Me aplicó ese tratamiento justamente cuando la obstetra había salido por unos momentos de la habitación a traerme un ungüento para darme un masaje. Al volver y ver lo que su colega me estaba haciendo, se echó las manos a la cabeza y le pidió que volviese a meter al torpedo en la pecera.
Yo aproveché para ordenar que expulsasen de mi casa a aquel asqueroso matasanos. Mandé salir también a las comadronas y me quedé a solas con la obstetra. Ella me acompañó hasta que mi hijo se dignó aparecer.
Momentos antes de su nacimiento entraron en mi habitación un montón de personas, entre ellas mi esposo y mi hermano Gayo, que loco de alegría quitó a mi marido el niño de los brazos y lo alzó en alto declarando que jamás había venido al mundo un niño tan precioso. Él mismo se encargó de que al día siguiente apareciese la noticia en el diario oficial del Estado. Nueve días después, en la ceremonia que celebramos en el cercano templo de Minerva, le pusimos por nombre Lucio Domicio Ahenobarbo.
En los tres meses anteriores al parto me sentí muy decaída y con una fuerte propensión al llanto. Después de dar a luz me entró una gran depresión y a veces hasta me asaltaban deseos de maltratar a mi hijo. Creo que todo tuvo su origen en el momento en que traté de amamantarlo. Cuando le acerqué un pezón a la boca, el nene apartó la cabeza, apretó los labios y se puso rígido.
Al ver que se amorataba, una de sus dos nodrizas, Égloga, lo cogió en sus brazos y le dio el pecho.
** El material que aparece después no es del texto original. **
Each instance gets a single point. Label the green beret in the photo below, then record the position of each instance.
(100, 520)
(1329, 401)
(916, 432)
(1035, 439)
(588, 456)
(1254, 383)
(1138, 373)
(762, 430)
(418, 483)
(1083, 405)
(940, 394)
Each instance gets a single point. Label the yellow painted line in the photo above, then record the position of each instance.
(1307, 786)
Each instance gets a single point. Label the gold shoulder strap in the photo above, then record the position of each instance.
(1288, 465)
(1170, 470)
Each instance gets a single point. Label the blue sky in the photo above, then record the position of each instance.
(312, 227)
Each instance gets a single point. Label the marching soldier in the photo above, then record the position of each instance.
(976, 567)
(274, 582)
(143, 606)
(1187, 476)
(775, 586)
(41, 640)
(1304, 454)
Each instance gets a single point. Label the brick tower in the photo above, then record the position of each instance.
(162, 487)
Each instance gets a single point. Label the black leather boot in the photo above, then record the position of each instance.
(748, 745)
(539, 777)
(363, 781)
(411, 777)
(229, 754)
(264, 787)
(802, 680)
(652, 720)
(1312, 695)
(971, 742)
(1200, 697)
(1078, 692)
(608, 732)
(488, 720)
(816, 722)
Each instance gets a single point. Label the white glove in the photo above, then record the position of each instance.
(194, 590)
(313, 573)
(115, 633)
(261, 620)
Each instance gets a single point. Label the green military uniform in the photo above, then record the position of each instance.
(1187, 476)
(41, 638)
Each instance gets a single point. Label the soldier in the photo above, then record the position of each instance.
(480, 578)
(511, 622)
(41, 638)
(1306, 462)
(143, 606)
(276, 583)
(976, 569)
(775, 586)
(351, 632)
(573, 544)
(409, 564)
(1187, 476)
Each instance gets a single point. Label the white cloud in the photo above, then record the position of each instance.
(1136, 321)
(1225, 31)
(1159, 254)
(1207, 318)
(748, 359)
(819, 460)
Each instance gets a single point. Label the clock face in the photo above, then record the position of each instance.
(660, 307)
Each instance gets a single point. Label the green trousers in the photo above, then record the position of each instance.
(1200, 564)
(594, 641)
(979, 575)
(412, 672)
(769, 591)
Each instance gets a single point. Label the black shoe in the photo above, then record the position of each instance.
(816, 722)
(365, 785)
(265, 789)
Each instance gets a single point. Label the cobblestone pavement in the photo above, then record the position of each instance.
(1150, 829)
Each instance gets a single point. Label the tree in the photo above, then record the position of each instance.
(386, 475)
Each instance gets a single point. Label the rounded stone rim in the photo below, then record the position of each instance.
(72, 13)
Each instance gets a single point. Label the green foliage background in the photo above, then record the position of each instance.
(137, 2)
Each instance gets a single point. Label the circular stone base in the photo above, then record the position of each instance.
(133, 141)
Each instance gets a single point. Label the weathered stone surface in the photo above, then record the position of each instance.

Entonces mi hijo se puso a mamar con auténtica fruición y su rostro se iluminó de placer. Me eché a llorar.
Era, en realidad, un niño precioso, fuerte y grande, con pelo abundante, de color rubio y con destellos rojizos, de ojos azules y facciones perfectas. Era bellísimo, pero a mí a veces me parecía horroroso, como una especie de monstruo que había estado a punto de comerme las entrañas. Supe en aquellos momentos que jamás volvería a tener otro hijo. No entendí cómo mi madre pudo tener nueve. Luego me convertiría en una auténtica experta en métodos anticonceptivos.
Creo que mi hermano se dio cuenta de mi actitud ambivalente ante la criatura. Mi hermano Gayo poseía el extraño don de mirar a alguien a los ojos y penetrar enseguida los misterios ocultos de su mente. No sé cómo se las apañaba para caracterizar con tal precisión a las personas. Creo que cuantos lo rodeaban éramos para él como un pergamino desenrollado.
—Pero ¿no te das cuenta, hermana, de que al fin tienes a alguien en quien podrás apoyarte? Vivimos en Roma. Necesitabas, por desgracia, un varón para ser alguien.
Aunque no le contesté y sé que no me dijo aquello de mala fe, sus palabras me enfurecieron. Me siguen enfureciendo hoy en día. Con las reformas introducidas por mi bisabuelo Augusto, hasta un liberto puede aspirar a ejercer altos cargos. No tengo que ir muy lejos para encontrar ejemplos. Palante y su hermano Félix lo son. Ambos libertos, ambos antiguos esclavos de mi abuela paterna, el uno llegó gracias a mí con Claudio a ministro de finanzas y el otro fue durante cuatro años procurador de Judea. Personas que han sido esclavas pueden gobernar provincias, y yo, que desciendo de dioses y reyes, ¿he de necesitar un varón para ser alguien? Contra eso me he rebelado toda mi vida. Contra eso me rebelé entonces.
No quería que se dijese de mí cuando muriera lo que se dice de muchas mujeres en sus epitafios:
Fue casta, llevó la casa y tejió lana.